Sam Bowman — LessWrong

Thanks! Report coauthor here with a few quick reactions.

On the general vibe that this isn't a safety case and that we could reasonably do something much more rigorous here, I agree. (And we do describe it as an incomplete pilot in the report, though didn't spell out much about our plans.) This started because we were more and more worried about us and others missing easy to catch warning signs, and wanted to at least avoid that.

Some additional reactions:

(I realize that many of these won't be reassuring to a skeptical reader without a lot more detail on the exact evals than I can pull together for this comment, but hopefully they at least clarify how we understood what we were and weren't accomplishing. More on this meta-point below.)

"okay, but if the model were deceptive and misaligned, wouldn't you have observed the same things you're reporting here?"

We also worry about this, and I don't think we're fully robust to it, but I think we got a pretty substantial positive from the evaluation, in part because we evaluated similar past models and early snapshots of these models: If Opus were deceptive in this way, it seems very likely (though not certain) that we'd see more slip ups at _some_ point in its developmental trajectory. I'm picturing observations like the model defecting on only the most realistic test cases.

And, although it's not explicitly stated, there seems to be an implicit stopping rule like "we'll keep on doing this until enough of our eval suite passes, and then we'll release the resulting checkpoint."

We are at least trying to track sandbagging and situational awareness, and the actual algorithm is closer to 'keep doing this until we're reasonably confident that there are no remaining issues severe enough to be worth delaying the launch over.' This means that our decision includes considerations like 'we used a lot of information from eval X in training, so we should focus on eval Y.' We didn't have a completely strict train-test separation, in that there were no evals that we intentionally ignored until the end, but we did enough along these lines that I'm not concerned.

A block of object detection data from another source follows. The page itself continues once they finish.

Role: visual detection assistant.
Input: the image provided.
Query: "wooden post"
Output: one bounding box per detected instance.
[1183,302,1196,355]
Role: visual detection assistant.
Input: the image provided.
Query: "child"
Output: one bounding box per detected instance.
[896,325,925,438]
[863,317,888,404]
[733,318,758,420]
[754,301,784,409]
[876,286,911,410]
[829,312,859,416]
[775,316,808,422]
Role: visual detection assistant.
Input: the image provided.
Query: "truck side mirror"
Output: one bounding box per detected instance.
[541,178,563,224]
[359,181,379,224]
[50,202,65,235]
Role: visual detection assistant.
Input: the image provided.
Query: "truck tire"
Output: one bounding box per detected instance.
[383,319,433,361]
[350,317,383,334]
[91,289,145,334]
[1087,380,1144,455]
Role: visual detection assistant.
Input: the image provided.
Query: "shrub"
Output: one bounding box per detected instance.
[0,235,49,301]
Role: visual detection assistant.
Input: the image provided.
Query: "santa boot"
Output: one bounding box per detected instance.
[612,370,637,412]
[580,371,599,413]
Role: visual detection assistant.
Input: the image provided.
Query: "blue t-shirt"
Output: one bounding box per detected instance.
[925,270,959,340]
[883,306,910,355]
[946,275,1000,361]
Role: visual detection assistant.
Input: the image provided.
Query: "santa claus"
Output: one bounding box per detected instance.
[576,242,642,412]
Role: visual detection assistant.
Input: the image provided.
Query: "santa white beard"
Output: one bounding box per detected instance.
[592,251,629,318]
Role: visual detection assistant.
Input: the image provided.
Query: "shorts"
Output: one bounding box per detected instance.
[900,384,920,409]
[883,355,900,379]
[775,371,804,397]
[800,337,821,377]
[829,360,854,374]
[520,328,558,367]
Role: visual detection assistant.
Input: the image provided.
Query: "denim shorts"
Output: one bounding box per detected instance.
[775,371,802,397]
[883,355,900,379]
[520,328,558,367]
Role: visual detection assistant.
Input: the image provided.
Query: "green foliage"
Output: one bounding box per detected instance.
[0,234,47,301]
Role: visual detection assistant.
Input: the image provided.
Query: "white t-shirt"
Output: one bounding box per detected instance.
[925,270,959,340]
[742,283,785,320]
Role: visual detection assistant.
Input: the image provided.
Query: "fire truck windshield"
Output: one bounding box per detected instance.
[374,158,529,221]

their assessment was limited to passively counting how many times the model spontaneously mentioned its belief that the scenario was not real.

We did some ad-hoc experiments beyond this, though these were both (i) not rigorous enough to be worth sharing as substantial evidence of safety but (ii) encouraging/unconcerning in their results.

That said, more explicitly selecting test cases for realism is one of our top priorities, and realism is one of my biggest concerns about most of the existing public evals.

say virtually nothing about whether Claude 4 might have "faked alignment"

The 'systematic deception' section pretty clearly addresses this, IMO: Alignment faking entails this kind of deception and goal-hiding. In particular, a decent fraction of the manual and automated red-teaming involved putting models in situations that we thought would lead them to reveal hidden goals or to hide goals in a detectable way. All of this is modulo the genuine concerns about whether moderate-scale behavioral assessments would catch this kind of thing if it were present.

Claude 4 Opus weirdly performs worse than generally-weaker models at subtly hiding its bad behavior

I agree we could have drawn this connection more clearly. We have some moderately confident non-concerning hypotheses about why it's worse, but no strong assurances.

prompts for "human manipulation" basically straight-up tell the model that it's in an eval!

I think that would be >95%th-percentile obvious relative to the evals we report on here. I think we could have done better on the older eval you mention, though. We've been focusing on many-turn interactions, without this kind of tell, that map onto real or plausible use cases, and I expect we'll keep moving further in that direction.

overall preponderance of evidence obtained during the whole experience, much of which didn't fit in the system card

Yeah, I think this'll be an ongoing challenge. We've found it really informative to spend a lot of time on ad-hoc prompts/honeypots/red-teaming prompts/mini-evals than on a handful of big standardized evals, in part to help address concerns about realism and sandbagging. But big standardized evals are much easier to document. I think a non-pilot version of something like this that relied on much less 'trust us' would need to be a few times longer, and this was already a pretty huge effort to prepare.

It seems plausible (not a plan—just an off the cuff thought here) that an alignment safety case ultimately includes something like 'we let some neutral third-party experts sit down and skim through the tens of thousands of pages of examples and mini-evals that we dumped into our internal docs and slack threads, and they endorse our qualitative conclusions, which fit into our overall argument in XYZ ways.'

Once you have an LLM capable of "role-playing as" Misaligned Superhuman World-Ending Claude – and having all the capabilities that Misaligned Superhuman World-Ending Claude would have in the nightmare scenario where such a thing really exists – then you're done, you've already created Misaligned Superhuman World-Ending Claude.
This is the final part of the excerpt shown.